In a country with one of the highest unemployment rates, graduates may find themselves with no room to negotiate employment and contractual conditions due to the influx of unemployed people. Therefore, graduates must demonstrate that they can apply what they’ve learnt and can learn on the job, before reaping the rewards.
Brendan Powell, director at Isilumko Activate, gives new graduates entering the workforce some helpful advice:
- Look at senior people in the company and realise that they had to invest many hours to get to where they are. It took them years of hard work to become leaders in the business. This success is achievable but, it won’t happen overnight. It is during the first years of a career that the most critical lessons are learnt. These are your character building years.
- Focus on what needs to be done in the company, then do it. Don’t worry about the title and type of work you’ve been given to do; we all want a higher rank and more money. Everyone should aspire to greater things in life. But because you hope to advance eventually, it doesn’t mean you can’t find elements of your job today that you can be passionate about. Put your head down and start producing results – this is more likely to get you noticed in the company.

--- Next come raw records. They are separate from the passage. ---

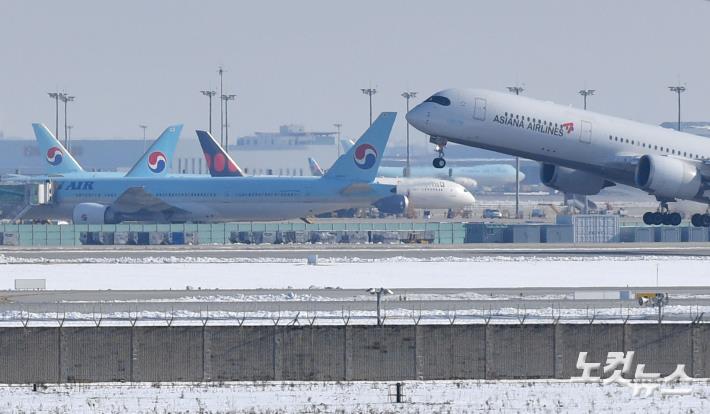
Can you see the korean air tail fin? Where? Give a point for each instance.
(218, 161)
(316, 170)
(157, 159)
(56, 159)
(361, 161)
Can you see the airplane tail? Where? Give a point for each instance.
(57, 159)
(218, 161)
(361, 161)
(316, 170)
(157, 159)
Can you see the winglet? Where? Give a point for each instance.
(218, 161)
(57, 160)
(361, 161)
(156, 161)
(316, 170)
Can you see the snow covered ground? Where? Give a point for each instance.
(355, 397)
(395, 272)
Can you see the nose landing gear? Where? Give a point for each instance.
(700, 220)
(440, 143)
(662, 216)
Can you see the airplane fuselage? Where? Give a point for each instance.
(543, 131)
(208, 199)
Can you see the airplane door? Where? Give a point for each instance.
(479, 109)
(585, 133)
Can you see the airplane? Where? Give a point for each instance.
(486, 175)
(221, 164)
(176, 198)
(423, 193)
(154, 162)
(581, 152)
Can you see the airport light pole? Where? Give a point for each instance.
(143, 127)
(226, 99)
(220, 71)
(66, 98)
(379, 292)
(55, 96)
(337, 144)
(209, 95)
(585, 93)
(408, 95)
(69, 128)
(678, 89)
(517, 90)
(369, 92)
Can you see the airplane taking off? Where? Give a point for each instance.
(177, 198)
(422, 193)
(581, 152)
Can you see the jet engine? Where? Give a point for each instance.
(569, 180)
(396, 204)
(667, 177)
(92, 213)
(467, 182)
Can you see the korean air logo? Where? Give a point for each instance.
(568, 127)
(157, 162)
(365, 156)
(54, 156)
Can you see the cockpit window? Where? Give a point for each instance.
(441, 100)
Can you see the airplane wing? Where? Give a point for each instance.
(137, 199)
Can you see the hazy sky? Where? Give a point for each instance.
(132, 62)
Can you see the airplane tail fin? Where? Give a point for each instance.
(157, 159)
(57, 160)
(316, 170)
(361, 161)
(218, 161)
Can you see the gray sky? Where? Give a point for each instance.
(132, 62)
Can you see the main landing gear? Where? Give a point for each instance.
(662, 216)
(440, 143)
(700, 220)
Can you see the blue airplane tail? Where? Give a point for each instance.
(218, 161)
(156, 161)
(316, 170)
(57, 160)
(361, 161)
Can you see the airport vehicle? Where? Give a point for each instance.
(581, 152)
(492, 213)
(422, 193)
(176, 198)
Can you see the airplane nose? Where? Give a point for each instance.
(414, 117)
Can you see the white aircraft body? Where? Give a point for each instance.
(581, 152)
(422, 193)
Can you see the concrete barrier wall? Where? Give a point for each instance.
(337, 353)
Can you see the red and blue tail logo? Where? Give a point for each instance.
(157, 162)
(54, 156)
(365, 156)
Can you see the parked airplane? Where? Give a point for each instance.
(423, 193)
(175, 198)
(221, 164)
(59, 162)
(581, 152)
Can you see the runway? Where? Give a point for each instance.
(298, 251)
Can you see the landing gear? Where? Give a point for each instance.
(440, 143)
(700, 220)
(662, 216)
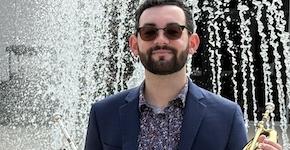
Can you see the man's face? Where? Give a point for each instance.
(162, 55)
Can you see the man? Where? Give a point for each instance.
(167, 111)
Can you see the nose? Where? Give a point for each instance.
(161, 39)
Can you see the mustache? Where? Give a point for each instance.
(158, 47)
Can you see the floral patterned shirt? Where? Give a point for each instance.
(160, 128)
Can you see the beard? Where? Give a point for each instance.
(161, 66)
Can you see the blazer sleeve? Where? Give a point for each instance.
(93, 141)
(238, 135)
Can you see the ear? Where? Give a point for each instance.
(193, 43)
(133, 43)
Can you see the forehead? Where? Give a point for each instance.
(162, 15)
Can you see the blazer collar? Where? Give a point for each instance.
(129, 120)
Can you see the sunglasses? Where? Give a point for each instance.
(172, 31)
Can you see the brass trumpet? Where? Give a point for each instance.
(271, 134)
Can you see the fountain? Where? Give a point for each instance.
(60, 56)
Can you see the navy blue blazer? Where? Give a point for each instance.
(210, 122)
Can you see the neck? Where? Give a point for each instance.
(160, 89)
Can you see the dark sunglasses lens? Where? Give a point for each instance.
(173, 32)
(148, 33)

- Fall in love with the job you find and do it to the best of your ability. In a recent report issued by the International Labour Organisation (ILO), South Africa is projected to have the eighth highest unemployment rate in the world, and the report forecasts that the situation is not going to change for the next five years! With no guarantee that jobs will be secured after university, graduates need to understand that a bad attitude in the workplace is simply not tolerated. There will always be other graduates waiting to be given the same opportunity, and many willing to do the same job for less pay. So, be grateful for the job that you have and remember, you can always ‘steer a moving ship’.
- Add value to your organisation. Internalise your company’s values and act in a way that is in the company’s best interest. Allow your job to become an extension of who you are.